The other thing that works well here is the articulation on offer. Some of it is a relatively happy accident, such as the additional notches on the knees or the twist found in the forearms, all thanks to transformation, but no matter. The result is a ‘bot mode that can twist and turn more fluidly than most, even if there’s some consideration needed to make more extreme poses look natural.
This leaves the rather bizarre absence of any ankle tilt as a bit of an outlier, then. Not that you really need it, given the oddly-styled feet sort of look ok even in an angled position, but still, it’s a strange solution. That said, there really is nothing ordinary about Blast Off’s clompers on any design of the character, and to their credit, Ocular Max has made them work pretty well here.
Besides, there are other oddities to this design to talk about, not least of which are the hip skirts.

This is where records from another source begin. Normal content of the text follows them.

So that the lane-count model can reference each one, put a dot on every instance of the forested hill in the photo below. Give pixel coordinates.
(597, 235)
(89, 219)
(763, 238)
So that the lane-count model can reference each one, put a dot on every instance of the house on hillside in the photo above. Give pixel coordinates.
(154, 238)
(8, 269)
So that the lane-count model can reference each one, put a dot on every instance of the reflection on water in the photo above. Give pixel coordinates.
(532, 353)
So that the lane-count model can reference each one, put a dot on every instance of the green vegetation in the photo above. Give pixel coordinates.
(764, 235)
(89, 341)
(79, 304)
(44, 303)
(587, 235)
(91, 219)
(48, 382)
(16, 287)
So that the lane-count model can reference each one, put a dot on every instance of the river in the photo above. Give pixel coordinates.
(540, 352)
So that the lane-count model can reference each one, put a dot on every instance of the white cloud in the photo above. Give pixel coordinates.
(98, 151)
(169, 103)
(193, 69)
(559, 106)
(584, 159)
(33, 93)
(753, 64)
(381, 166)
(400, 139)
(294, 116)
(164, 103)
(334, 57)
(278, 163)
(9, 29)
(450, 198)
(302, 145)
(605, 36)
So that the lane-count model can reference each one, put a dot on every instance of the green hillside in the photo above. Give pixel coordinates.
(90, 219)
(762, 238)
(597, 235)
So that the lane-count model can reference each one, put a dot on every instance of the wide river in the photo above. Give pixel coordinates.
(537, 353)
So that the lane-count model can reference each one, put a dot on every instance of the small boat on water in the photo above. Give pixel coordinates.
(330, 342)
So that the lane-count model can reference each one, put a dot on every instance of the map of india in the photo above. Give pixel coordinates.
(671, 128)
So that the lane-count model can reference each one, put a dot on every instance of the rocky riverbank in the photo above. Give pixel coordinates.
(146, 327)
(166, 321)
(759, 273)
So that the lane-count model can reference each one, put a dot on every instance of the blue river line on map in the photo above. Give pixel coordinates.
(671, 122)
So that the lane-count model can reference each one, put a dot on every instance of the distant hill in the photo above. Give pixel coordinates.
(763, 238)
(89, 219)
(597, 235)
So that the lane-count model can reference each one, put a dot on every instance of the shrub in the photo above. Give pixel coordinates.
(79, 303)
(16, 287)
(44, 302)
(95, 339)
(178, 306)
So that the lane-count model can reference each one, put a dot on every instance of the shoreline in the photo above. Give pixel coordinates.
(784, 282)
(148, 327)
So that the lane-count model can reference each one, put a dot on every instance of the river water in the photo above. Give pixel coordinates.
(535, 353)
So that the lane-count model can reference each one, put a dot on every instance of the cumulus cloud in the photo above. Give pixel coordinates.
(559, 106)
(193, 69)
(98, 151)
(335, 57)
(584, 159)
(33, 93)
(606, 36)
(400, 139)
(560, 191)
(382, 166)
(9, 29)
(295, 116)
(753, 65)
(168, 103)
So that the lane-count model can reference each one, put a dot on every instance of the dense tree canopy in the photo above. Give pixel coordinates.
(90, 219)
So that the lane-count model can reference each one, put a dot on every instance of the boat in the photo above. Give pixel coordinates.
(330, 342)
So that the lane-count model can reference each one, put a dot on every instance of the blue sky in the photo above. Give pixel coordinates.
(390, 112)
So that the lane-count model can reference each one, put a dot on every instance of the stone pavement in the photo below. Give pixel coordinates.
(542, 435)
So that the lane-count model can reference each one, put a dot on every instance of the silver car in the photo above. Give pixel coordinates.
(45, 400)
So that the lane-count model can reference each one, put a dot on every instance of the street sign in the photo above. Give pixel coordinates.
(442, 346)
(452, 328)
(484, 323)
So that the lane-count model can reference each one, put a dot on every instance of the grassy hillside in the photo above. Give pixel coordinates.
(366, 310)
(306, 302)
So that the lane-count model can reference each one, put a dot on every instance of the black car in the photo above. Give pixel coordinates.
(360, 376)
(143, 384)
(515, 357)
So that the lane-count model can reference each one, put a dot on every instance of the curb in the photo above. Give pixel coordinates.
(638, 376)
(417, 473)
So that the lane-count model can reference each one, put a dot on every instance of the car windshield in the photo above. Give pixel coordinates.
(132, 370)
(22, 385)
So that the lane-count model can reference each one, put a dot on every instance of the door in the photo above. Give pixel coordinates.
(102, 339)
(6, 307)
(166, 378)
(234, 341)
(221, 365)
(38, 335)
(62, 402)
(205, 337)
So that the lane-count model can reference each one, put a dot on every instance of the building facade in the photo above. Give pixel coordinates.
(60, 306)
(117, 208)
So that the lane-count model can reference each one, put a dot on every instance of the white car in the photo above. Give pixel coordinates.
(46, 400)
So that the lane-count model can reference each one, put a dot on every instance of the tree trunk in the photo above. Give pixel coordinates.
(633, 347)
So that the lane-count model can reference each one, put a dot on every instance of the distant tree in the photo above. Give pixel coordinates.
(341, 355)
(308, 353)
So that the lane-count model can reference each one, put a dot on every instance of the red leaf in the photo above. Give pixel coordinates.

Hip flaps have never been my favourite design solution, but the ones found on Volatus are particularly egregious, sticking out at odd angles and struggling to look subtle whenever you’re posing him.
For me, the worst aspect of this is that you need to tab the side flaps in at the front for them to sit flush against Volatus’ hips, but you sacrifice the ability to fan them out for articulation to do so. If you want to keep the side flaps capable of moving, they’re permanently jutting out slightly because of the way the small peg bumps into the front hip skirt, which feels a little undercooked for my liking.
Overall, it’s just a bit of a messy affair, not helped by the fact that it gives Volatus a somewhat strange-looking bum, but I’ll leave that to your imagination. There’s a similar situation found elsewhere on the rear, with the panels at the top of his back feeling a little unsecured, although it’s not nearly as obvious a nitpick.
None of this is major stuff, you understand, but it does take the sheen ever-so-slightly off what is otherwise a very slick design overall. At least in this case, the combined mode hands on the insides of the legs are naturally a little better-hidden thanks to their darker colouring compared with the original version’s more obvious grey.
Truth be told, though, I have enjoyed my reappraisal of this design considerably more than I was expecting to, and it’s only fair to mention that there have been more than a couple of neat design touches that I’ve noticed or more greatly appreciated because of such renewed interest. Where I felt like this was unequivocally the weakest link in the team before, now he seems at least more on par with the general effort (despite the strongest link still being the incredible Probus).
If anything, it makes him one of the biggest surprises to come out of this Regenesis revisit to the team, as where the others have all just about lined up with my original estimations, Volatus has proven himself at least a little redeemed. It leaves me thankful for this set for something beyond just the eye-searingly garish colour schemes.
With four down and one to go, the Assaultus crew are on fine form yet again as we prepare to end our journey towards the Big Man himself.
WHAT’S HOT? The spaceship mode is fab and the transformation is a lot of fun too. The new colour scheme looks swish!
WHAT’S NOT? There are still some quirks to the robot mode, mostly in how the hip flaps are designed. Some of the white panels don’t quite match, too.